Once the job stress ended on Friday afternoon, there was still the surprise party stress.  Let me tell you, I don't think I will be able to throw a surprise party again for a long time.  The party planning was easy.  It was the lies that were horrible.  I had to really think to keep track of which lies I had told and when and etc etc etc.  It just goes to show: honesty really is the best policy.  Let that be a lesson...don't ever lie!

Oh, the surprise party was for Mat.  He's turning 25.
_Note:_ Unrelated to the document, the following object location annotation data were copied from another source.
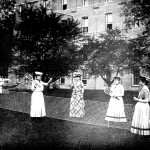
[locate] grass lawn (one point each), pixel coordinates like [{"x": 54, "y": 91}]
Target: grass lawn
[
  {"x": 18, "y": 131},
  {"x": 94, "y": 95}
]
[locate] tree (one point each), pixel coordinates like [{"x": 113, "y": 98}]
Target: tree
[
  {"x": 45, "y": 42},
  {"x": 109, "y": 54},
  {"x": 7, "y": 22},
  {"x": 137, "y": 11}
]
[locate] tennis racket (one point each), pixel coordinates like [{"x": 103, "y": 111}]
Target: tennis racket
[{"x": 107, "y": 90}]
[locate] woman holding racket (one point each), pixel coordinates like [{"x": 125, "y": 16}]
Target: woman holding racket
[
  {"x": 141, "y": 116},
  {"x": 115, "y": 111},
  {"x": 37, "y": 98},
  {"x": 77, "y": 102}
]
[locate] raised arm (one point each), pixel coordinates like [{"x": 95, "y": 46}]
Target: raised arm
[
  {"x": 46, "y": 84},
  {"x": 144, "y": 98}
]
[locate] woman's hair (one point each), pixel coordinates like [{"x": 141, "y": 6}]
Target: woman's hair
[
  {"x": 143, "y": 79},
  {"x": 117, "y": 78}
]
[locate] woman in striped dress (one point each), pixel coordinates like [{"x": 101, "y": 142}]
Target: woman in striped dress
[
  {"x": 115, "y": 111},
  {"x": 77, "y": 102},
  {"x": 141, "y": 116}
]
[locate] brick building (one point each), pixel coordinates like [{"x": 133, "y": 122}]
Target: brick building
[{"x": 96, "y": 16}]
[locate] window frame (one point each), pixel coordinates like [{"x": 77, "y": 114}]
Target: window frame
[
  {"x": 107, "y": 22},
  {"x": 84, "y": 26},
  {"x": 64, "y": 4},
  {"x": 85, "y": 3},
  {"x": 133, "y": 78},
  {"x": 60, "y": 81}
]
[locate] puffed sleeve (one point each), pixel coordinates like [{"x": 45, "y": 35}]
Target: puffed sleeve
[
  {"x": 120, "y": 91},
  {"x": 33, "y": 86},
  {"x": 144, "y": 94}
]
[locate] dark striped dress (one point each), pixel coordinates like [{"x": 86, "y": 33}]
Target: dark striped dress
[{"x": 141, "y": 116}]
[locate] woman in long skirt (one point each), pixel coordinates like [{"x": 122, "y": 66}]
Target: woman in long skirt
[
  {"x": 77, "y": 103},
  {"x": 115, "y": 111},
  {"x": 37, "y": 98},
  {"x": 141, "y": 116}
]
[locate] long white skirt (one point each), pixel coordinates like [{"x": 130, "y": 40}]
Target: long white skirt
[
  {"x": 115, "y": 111},
  {"x": 37, "y": 105},
  {"x": 141, "y": 119}
]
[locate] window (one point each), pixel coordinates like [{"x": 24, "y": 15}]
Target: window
[
  {"x": 108, "y": 21},
  {"x": 136, "y": 77},
  {"x": 64, "y": 3},
  {"x": 84, "y": 77},
  {"x": 85, "y": 24},
  {"x": 62, "y": 80},
  {"x": 108, "y": 0},
  {"x": 85, "y": 2}
]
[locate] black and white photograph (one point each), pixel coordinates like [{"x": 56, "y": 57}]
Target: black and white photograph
[{"x": 74, "y": 74}]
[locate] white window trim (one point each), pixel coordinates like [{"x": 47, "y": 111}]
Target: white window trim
[
  {"x": 132, "y": 81},
  {"x": 84, "y": 3},
  {"x": 60, "y": 81}
]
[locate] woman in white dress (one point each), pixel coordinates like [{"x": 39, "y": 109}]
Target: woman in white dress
[
  {"x": 77, "y": 103},
  {"x": 141, "y": 116},
  {"x": 115, "y": 111},
  {"x": 37, "y": 98},
  {"x": 1, "y": 85}
]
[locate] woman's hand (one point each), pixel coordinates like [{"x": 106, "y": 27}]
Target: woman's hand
[{"x": 134, "y": 98}]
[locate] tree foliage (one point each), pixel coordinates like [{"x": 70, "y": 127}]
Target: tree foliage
[
  {"x": 45, "y": 42},
  {"x": 109, "y": 54},
  {"x": 137, "y": 11},
  {"x": 7, "y": 22}
]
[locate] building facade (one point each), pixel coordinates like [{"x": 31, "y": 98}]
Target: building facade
[{"x": 95, "y": 17}]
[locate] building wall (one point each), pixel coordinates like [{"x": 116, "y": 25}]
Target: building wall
[{"x": 96, "y": 11}]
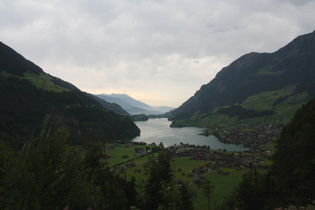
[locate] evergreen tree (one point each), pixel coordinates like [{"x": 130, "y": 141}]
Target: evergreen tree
[{"x": 46, "y": 174}]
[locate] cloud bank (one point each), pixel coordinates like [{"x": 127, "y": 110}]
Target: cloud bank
[{"x": 157, "y": 51}]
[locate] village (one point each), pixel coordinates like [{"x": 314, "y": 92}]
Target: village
[{"x": 214, "y": 161}]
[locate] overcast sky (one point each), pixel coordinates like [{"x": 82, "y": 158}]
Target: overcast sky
[{"x": 156, "y": 51}]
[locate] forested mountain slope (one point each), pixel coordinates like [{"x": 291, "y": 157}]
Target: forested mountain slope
[
  {"x": 291, "y": 178},
  {"x": 256, "y": 75},
  {"x": 28, "y": 94}
]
He TOTALLY did not expect it.  There are some pretty priceless pictures as well as a video of him walking in.  It was quite a shindig, in the low key way.  We did have Thomas the Tank Engine plates, tablecloth, etc and a cake with a skateboarding kid and a party hat shaped pinata and trick candles.  Yes, he's turning 25.  Not 5.  I swear.

Wednesday, July 7, 2010

Something New

So here I am.  I finally have a blog going.  I've had a LiveJournal account for quite a while, but I haven't written in it in at least a year.  I'm not sure why that is, but I eventually just got out of the habit.  And then I noticed that when I wanted to read my friends' posts, nothing would show up.  That made me rather frustrated and I kind of just stopped checking it.  Perhaps I will delete it entirely now that I have this.  Or maybe not because deleting it would entail losing all the memories that I'm sure I will stumble upon should I ever go back and read through it.

In any case, here I am.  I'm not sure what this is going to become exactly, but I want the opportunity to explore the whole blogging thing and see where it takes me.  This is a quick post, just to finally get me started.  I am quite tired today and would like to get in bed and watch Friends and read my book before falling asleep.  Tomorrow promises to be another busy day with the MISS program at CSUF (more on that later), so the more sleep I get the better.  Oh yes, and I'm hoping to hear positive news from Whitney High School.  I interviewed there last Wednesday afternoon and was told I would hear from them whether I got a job or not by the following Wednesday or Thursday.  I didn't hear today, so that means I should hear tomorrow.  That also means that tomorrow my stomach will be tied in even larger knots than it was today and that my legs will be even shakier.  Should be fun.  I must remember though that either way I still have a job, because the offer from Santa Ana Unified is sitting in my inbox.  Life is good.  God is good.  Things will work out.